The show deliberately uses a slower pace in the interviews as compared with a typical celebrity interview, thus cameras usually record a couple of hours of conversation, later edited to one or two hours. The result, as a New York Times article expressed it, "In Mr. Lipton's guest chair, actors cease being stars for a while and become artists and teachers." Though sometimes, some interviews go longer; Steven Spielberg's 1999 visit, for example, stretched to four hours, and was later shown as two episodes of one hour each. The interviews are guided by Lipton's trademark index-card questions, which sometimes reveal his well-researched knowledge of guests' lives, often startling some. On one such occasion, Billy Crystal told Lipton, "You know you're scary, don't you?" On another occasion, Martin Sheen asked Lipton, "How do you know all this? This is extraordinary." And Sir Anthony Hopkins, upon learning that Lipton knew the exact address where the former had been born and raised in Wales, turned to the audience and remarked, "He's a detective, you know."

In May 2005, the contract between the Actors Studio and New School University was not renewed. Beginning with the 12th season, in the fall of 2005, the program was taped at the Michael Schimmel Center for the Arts at Pace University's New York City campus. The show featured a new set with a gritty backstage feel, designed by Will Rothfuss for Blair Broadcast Designs, and The Actors Studio Drama School at Pace University re-opened in new facilities.

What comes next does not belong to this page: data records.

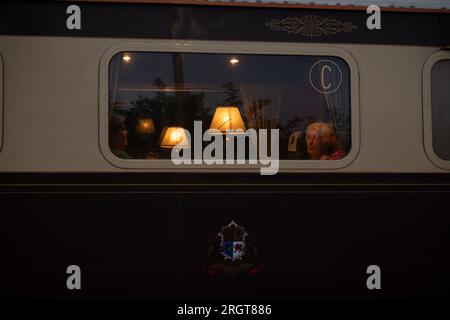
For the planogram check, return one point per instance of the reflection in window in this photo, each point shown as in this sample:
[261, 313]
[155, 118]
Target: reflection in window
[440, 108]
[154, 96]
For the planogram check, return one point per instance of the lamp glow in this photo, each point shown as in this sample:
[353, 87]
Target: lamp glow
[174, 137]
[227, 118]
[126, 58]
[145, 126]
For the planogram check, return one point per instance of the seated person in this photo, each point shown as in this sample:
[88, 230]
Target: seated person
[322, 142]
[118, 137]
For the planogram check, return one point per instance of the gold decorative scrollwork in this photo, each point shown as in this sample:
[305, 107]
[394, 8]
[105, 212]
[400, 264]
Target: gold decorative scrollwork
[310, 26]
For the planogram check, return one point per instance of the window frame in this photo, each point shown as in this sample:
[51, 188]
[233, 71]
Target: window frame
[222, 47]
[427, 109]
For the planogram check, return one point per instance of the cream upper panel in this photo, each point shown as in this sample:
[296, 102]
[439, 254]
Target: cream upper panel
[51, 105]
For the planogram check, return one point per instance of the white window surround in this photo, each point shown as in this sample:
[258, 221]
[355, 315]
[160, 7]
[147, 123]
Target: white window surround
[427, 109]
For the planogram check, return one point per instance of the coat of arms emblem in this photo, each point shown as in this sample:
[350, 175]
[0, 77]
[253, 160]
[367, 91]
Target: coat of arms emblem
[232, 245]
[232, 252]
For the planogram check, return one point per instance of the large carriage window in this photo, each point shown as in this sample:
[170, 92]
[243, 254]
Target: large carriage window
[154, 96]
[440, 108]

Since its premiere, Inside the Actors Studio has had over 300 guests. The first episode's guest was Paul Newman (Alec Baldwin was the first guest, but his interview was broadcast after Newman's). The guests have included 74 Academy Award winners: eight directors; four screenwriters; 61 actors and actresses; and three composers. For its 200th show, Lipton became the guest subject of the show. He was questioned by Dave Chappelle, whom he picked personally. The show ended with the Pace University provost announcing that the college is sponsoring a scholarship in Chappelle's name to his high school alma mater. Based on the show, James Lipton published a book titled Inside Inside in 2007. In September 2018, Lipton declared that he was stepping down from the program after 23 seasons. Starting in 2019, the show is hosted by different celebrities.

In his review of the program, The Sunday Times critic A.A. Gill wrote: "The format is simple and idiotically inspired. The Actors Studio is the New York drama school made famous by Stanislavsky and his method (although the series is now filmed elsewhere). These shows are thinly set-up masterclasses for students. The cleverness is in the vanity it allows the guests, who are the very greatest and most self-regarding performers and creators of theatre and film. People who are too grand to talk to anyone will talk to Inside the Actors Studio. They believe they're giving something back, offering precious pearls of insight to a new generation. And who doesn't look good passing it on to adoring students? In truth, it's just a chat show on satellite, but the veil of education and posterity is held decorously high, so everybody turns up and talks with a smile."

While most of the show is a one-on-one interview conducted by the host (Lipton in the first 22 seasons, rotating hosts since season 23), this is followed by the host submitting a questionnaire to the guest. The questionnaire concept was originated by French television personality Bernard Pivot on his show Apostrophes, after the Proust Questionnaire. The 10 questions Lipton asks are:

What is your favorite word?
What is your least favorite word?
What turns you on?
What turns you off?
What sound or noise do you love?
What sound or noise do you hate?
What is your favorite curse word?
What profession other than your own would you like to attempt?
What profession would you not like to do?
If heaven exists, what would you like to hear God say when you arrive at the pearly gates?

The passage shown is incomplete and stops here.